2. An intake system as set forth in claim 1, further comprising a plurality of springs for imparting an axial force to said movable hollow body.

3. An intake system as set forth in claim 1, further comprising rod members for supporting said stationary valve body.

4. An intake system as set forth in claim 1 wherein said intake manifold comprises a substantially ring-shaped projection at the portion thereof where the flow of air-fuel mixture makes a turn.

5. An intake system as set forth in claim 1, further comprising guide means disposed at the outer wall of said movable hollow valve body for guiding axial movement of said movable hollow valve body.

6. An intake system as set forth in claim 1 wherein said stationary body comprises a tapered surface and an outer cylindrical-shaped peripheral wall which slidably fits said inner wall surface of said movable hollow valve body.

7. An intake system as set forth in claim 6 wherein said outer peripheral wall of said stationary valve body is tooth-shaped at its edge portion.

8. An intake system as set forth in claim 1, wherein said stationary valve body has a top surface space apart from said fuel supply means so that fuel from said fuel supply means impinges against said top surface and diverges outwardly to the edge of said top surface whereby fuel is atomized by air as said fuel leaves said top surface.

9. An intake system as set forth in claim 8 wherein the surface of said stationary valve body opposing said fuel supply means is flat.

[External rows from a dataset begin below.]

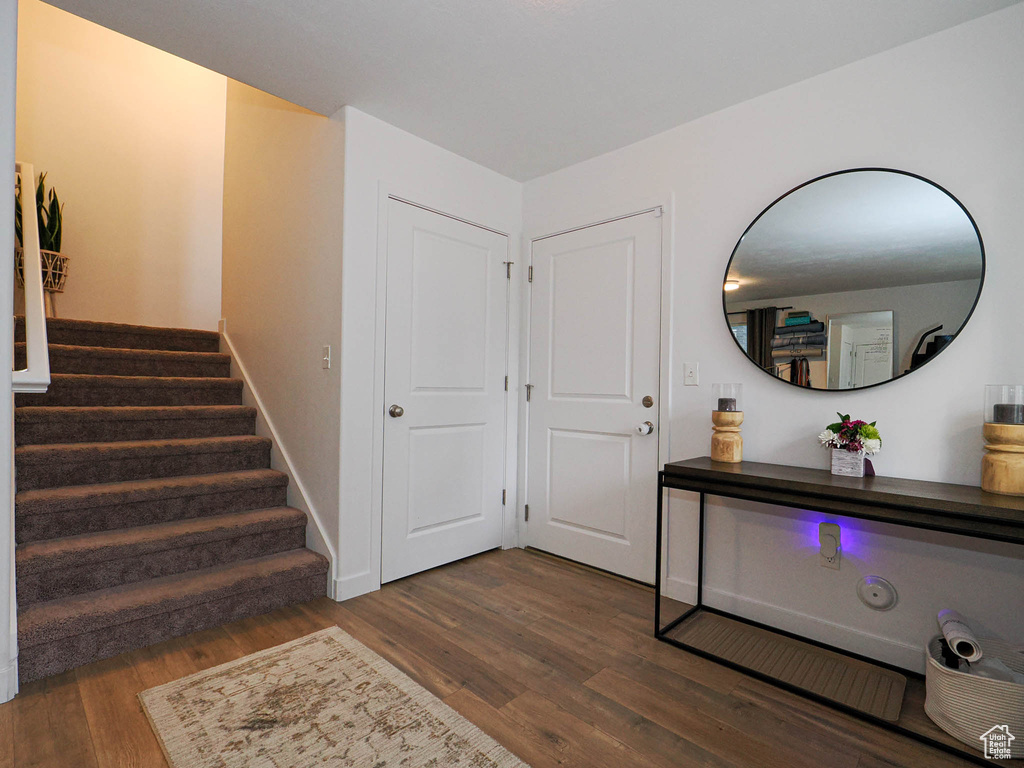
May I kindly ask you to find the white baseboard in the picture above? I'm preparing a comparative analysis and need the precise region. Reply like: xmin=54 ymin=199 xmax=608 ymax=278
xmin=0 ymin=658 xmax=17 ymax=703
xmin=705 ymin=586 xmax=925 ymax=673
xmin=220 ymin=319 xmax=341 ymax=600
xmin=334 ymin=570 xmax=381 ymax=602
xmin=662 ymin=577 xmax=697 ymax=605
xmin=662 ymin=577 xmax=925 ymax=672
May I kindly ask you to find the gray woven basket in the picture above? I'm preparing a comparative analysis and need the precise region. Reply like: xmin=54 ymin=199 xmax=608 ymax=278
xmin=925 ymin=637 xmax=1024 ymax=759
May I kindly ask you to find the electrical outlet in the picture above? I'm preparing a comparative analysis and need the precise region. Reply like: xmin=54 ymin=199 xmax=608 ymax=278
xmin=818 ymin=522 xmax=843 ymax=570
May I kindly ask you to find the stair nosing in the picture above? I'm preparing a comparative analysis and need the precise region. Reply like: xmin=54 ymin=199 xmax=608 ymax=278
xmin=18 ymin=547 xmax=330 ymax=649
xmin=14 ymin=314 xmax=220 ymax=341
xmin=15 ymin=506 xmax=306 ymax=575
xmin=14 ymin=404 xmax=256 ymax=423
xmin=14 ymin=434 xmax=272 ymax=456
xmin=14 ymin=341 xmax=231 ymax=364
xmin=14 ymin=468 xmax=288 ymax=515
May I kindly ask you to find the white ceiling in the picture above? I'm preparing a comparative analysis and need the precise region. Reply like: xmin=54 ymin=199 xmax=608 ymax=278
xmin=726 ymin=171 xmax=982 ymax=308
xmin=39 ymin=0 xmax=1019 ymax=180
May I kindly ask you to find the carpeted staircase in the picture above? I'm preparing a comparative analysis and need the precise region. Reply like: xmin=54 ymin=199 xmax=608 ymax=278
xmin=14 ymin=317 xmax=328 ymax=682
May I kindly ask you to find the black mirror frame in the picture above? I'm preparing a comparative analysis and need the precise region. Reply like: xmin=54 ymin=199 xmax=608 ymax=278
xmin=720 ymin=167 xmax=987 ymax=394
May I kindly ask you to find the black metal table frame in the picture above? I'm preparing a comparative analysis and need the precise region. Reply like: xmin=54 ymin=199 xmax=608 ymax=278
xmin=654 ymin=471 xmax=992 ymax=765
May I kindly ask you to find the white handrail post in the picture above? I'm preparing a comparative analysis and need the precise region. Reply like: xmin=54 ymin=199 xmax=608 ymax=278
xmin=0 ymin=3 xmax=17 ymax=703
xmin=11 ymin=163 xmax=50 ymax=392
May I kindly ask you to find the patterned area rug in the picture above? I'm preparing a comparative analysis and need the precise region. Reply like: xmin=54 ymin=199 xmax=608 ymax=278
xmin=139 ymin=627 xmax=528 ymax=768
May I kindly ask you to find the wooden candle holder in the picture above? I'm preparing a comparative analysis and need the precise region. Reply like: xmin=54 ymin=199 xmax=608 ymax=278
xmin=981 ymin=422 xmax=1024 ymax=496
xmin=711 ymin=411 xmax=745 ymax=464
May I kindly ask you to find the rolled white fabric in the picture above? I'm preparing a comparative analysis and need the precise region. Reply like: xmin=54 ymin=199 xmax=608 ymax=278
xmin=939 ymin=609 xmax=981 ymax=662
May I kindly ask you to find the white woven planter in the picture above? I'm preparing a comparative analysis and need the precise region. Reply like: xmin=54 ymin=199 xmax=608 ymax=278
xmin=925 ymin=637 xmax=1024 ymax=759
xmin=833 ymin=449 xmax=864 ymax=477
xmin=14 ymin=246 xmax=71 ymax=293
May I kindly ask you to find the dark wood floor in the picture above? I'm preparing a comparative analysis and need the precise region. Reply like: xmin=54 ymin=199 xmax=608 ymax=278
xmin=0 ymin=550 xmax=983 ymax=768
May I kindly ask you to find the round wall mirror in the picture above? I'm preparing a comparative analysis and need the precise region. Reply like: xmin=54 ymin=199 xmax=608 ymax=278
xmin=723 ymin=168 xmax=985 ymax=389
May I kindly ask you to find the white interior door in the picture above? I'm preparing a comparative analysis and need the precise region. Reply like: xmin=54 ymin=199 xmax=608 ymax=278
xmin=526 ymin=213 xmax=662 ymax=583
xmin=381 ymin=200 xmax=508 ymax=582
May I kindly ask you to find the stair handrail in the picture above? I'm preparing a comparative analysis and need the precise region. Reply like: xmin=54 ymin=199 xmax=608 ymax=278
xmin=11 ymin=163 xmax=50 ymax=392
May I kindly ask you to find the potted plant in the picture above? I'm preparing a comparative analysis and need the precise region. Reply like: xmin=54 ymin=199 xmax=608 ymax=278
xmin=14 ymin=173 xmax=70 ymax=316
xmin=818 ymin=413 xmax=882 ymax=477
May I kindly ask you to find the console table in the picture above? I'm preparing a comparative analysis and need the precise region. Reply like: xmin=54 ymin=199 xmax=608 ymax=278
xmin=654 ymin=457 xmax=1024 ymax=765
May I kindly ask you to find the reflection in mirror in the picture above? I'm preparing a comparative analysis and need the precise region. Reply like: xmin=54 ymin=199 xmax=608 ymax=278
xmin=723 ymin=168 xmax=984 ymax=389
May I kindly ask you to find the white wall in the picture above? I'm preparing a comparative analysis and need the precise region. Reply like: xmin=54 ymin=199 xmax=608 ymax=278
xmin=0 ymin=3 xmax=17 ymax=703
xmin=338 ymin=106 xmax=522 ymax=598
xmin=223 ymin=80 xmax=345 ymax=589
xmin=17 ymin=0 xmax=226 ymax=330
xmin=524 ymin=5 xmax=1024 ymax=668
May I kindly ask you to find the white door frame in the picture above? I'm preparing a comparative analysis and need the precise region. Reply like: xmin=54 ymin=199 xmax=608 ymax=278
xmin=370 ymin=183 xmax=525 ymax=588
xmin=516 ymin=193 xmax=676 ymax=583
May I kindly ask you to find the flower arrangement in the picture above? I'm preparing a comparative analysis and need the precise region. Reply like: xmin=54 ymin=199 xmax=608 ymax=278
xmin=818 ymin=413 xmax=882 ymax=455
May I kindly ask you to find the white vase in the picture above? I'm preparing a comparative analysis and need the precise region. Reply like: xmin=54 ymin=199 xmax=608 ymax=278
xmin=833 ymin=449 xmax=864 ymax=477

10. An intake system as set forth in claim 1 wherein said movable hollow valve body has a tapered inclined surface, and said stationary valve body has an outer circumferential wall, of which axial length varies angularly to vary a ratio of the opening area of said valve opening defined by said tapered inclined surface of the movable hollow valve body and said outer circumferential wall of the stationary valve body to a surface area of the outer circumferential wall of the stationary valve body dependent upon the displacement of the movable hollow valve body.

11. An intake system as set forth in claim 1 wherein the lower edge of the outer circumferential wall of the stationary valve body is toothed.

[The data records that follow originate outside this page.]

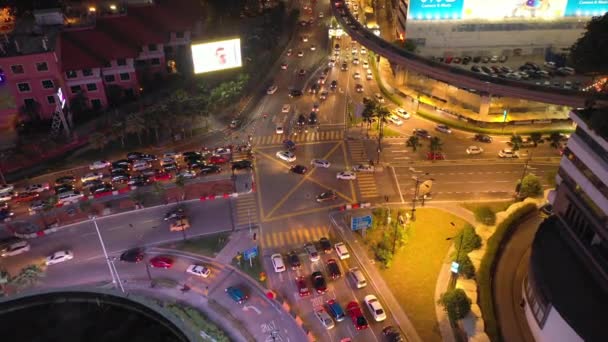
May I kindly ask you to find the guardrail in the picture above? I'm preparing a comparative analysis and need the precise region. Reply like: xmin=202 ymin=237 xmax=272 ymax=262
xmin=331 ymin=0 xmax=608 ymax=107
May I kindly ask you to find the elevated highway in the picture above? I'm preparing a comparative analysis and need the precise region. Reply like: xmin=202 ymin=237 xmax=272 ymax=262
xmin=331 ymin=0 xmax=608 ymax=107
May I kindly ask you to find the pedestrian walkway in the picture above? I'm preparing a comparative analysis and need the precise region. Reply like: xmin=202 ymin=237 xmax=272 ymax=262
xmin=348 ymin=140 xmax=378 ymax=199
xmin=260 ymin=226 xmax=330 ymax=248
xmin=253 ymin=130 xmax=344 ymax=146
xmin=235 ymin=193 xmax=260 ymax=228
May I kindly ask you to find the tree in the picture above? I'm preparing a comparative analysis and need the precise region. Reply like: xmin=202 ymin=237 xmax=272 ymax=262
xmin=517 ymin=174 xmax=543 ymax=198
xmin=405 ymin=135 xmax=422 ymax=152
xmin=569 ymin=13 xmax=608 ymax=75
xmin=530 ymin=132 xmax=543 ymax=147
xmin=437 ymin=289 xmax=471 ymax=322
xmin=510 ymin=134 xmax=524 ymax=151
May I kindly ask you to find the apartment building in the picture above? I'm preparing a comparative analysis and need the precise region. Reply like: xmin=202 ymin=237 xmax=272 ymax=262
xmin=522 ymin=108 xmax=608 ymax=342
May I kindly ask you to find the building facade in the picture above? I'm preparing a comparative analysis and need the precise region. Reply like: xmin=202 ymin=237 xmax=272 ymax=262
xmin=522 ymin=109 xmax=608 ymax=342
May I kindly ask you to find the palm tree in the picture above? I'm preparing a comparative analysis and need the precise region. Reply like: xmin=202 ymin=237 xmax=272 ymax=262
xmin=405 ymin=135 xmax=422 ymax=152
xmin=511 ymin=134 xmax=523 ymax=151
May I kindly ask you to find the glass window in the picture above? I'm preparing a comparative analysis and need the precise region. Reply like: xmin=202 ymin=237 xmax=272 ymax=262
xmin=17 ymin=82 xmax=32 ymax=93
xmin=11 ymin=64 xmax=25 ymax=74
xmin=36 ymin=62 xmax=49 ymax=71
xmin=42 ymin=80 xmax=55 ymax=89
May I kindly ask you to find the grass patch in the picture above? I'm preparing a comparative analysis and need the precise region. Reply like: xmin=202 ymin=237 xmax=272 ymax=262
xmin=172 ymin=233 xmax=230 ymax=257
xmin=378 ymin=208 xmax=466 ymax=342
xmin=477 ymin=203 xmax=536 ymax=341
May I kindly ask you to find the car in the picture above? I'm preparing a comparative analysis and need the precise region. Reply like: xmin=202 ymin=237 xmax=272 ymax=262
xmin=467 ymin=146 xmax=483 ymax=154
xmin=120 ymin=248 xmax=144 ymax=263
xmin=412 ymin=128 xmax=431 ymax=139
xmin=382 ymin=325 xmax=405 ymax=342
xmin=186 ymin=265 xmax=211 ymax=278
xmin=55 ymin=176 xmax=76 ymax=186
xmin=435 ymin=124 xmax=452 ymax=134
xmin=304 ymin=243 xmax=321 ymax=262
xmin=289 ymin=165 xmax=308 ymax=175
xmin=310 ymin=159 xmax=331 ymax=169
xmin=45 ymin=250 xmax=74 ymax=266
xmin=336 ymin=171 xmax=357 ymax=180
xmin=14 ymin=192 xmax=40 ymax=203
xmin=316 ymin=190 xmax=338 ymax=203
xmin=0 ymin=240 xmax=30 ymax=258
xmin=150 ymin=255 xmax=173 ymax=269
xmin=296 ymin=276 xmax=310 ymax=297
xmin=23 ymin=183 xmax=51 ymax=192
xmin=498 ymin=148 xmax=519 ymax=158
xmin=315 ymin=308 xmax=336 ymax=330
xmin=224 ymin=286 xmax=249 ymax=304
xmin=346 ymin=301 xmax=369 ymax=330
xmin=310 ymin=271 xmax=327 ymax=294
xmin=473 ymin=134 xmax=492 ymax=143
xmin=89 ymin=160 xmax=112 ymax=170
xmin=266 ymin=85 xmax=279 ymax=95
xmin=353 ymin=164 xmax=374 ymax=172
xmin=287 ymin=251 xmax=302 ymax=270
xmin=327 ymin=259 xmax=342 ymax=280
xmin=276 ymin=151 xmax=296 ymax=163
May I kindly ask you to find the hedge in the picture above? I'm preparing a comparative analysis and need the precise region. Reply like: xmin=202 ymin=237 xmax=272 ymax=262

12. An intake system as set forth in claim 11 wherein said teeth at the lower edge of the stationary valve body are sinusoidal-waved.

13. An intake system as set forth in claim 1, 10, 11 or 12 wherein said fuel supply means is a fuel injection valve.

14. An intake system as in claim 1, 10 or 11 wherein said stationary valve body includes a cone-shaped upper portion, said stationary valve body being disposed inside said cone-shaped upper portion of said movable hollow valve body.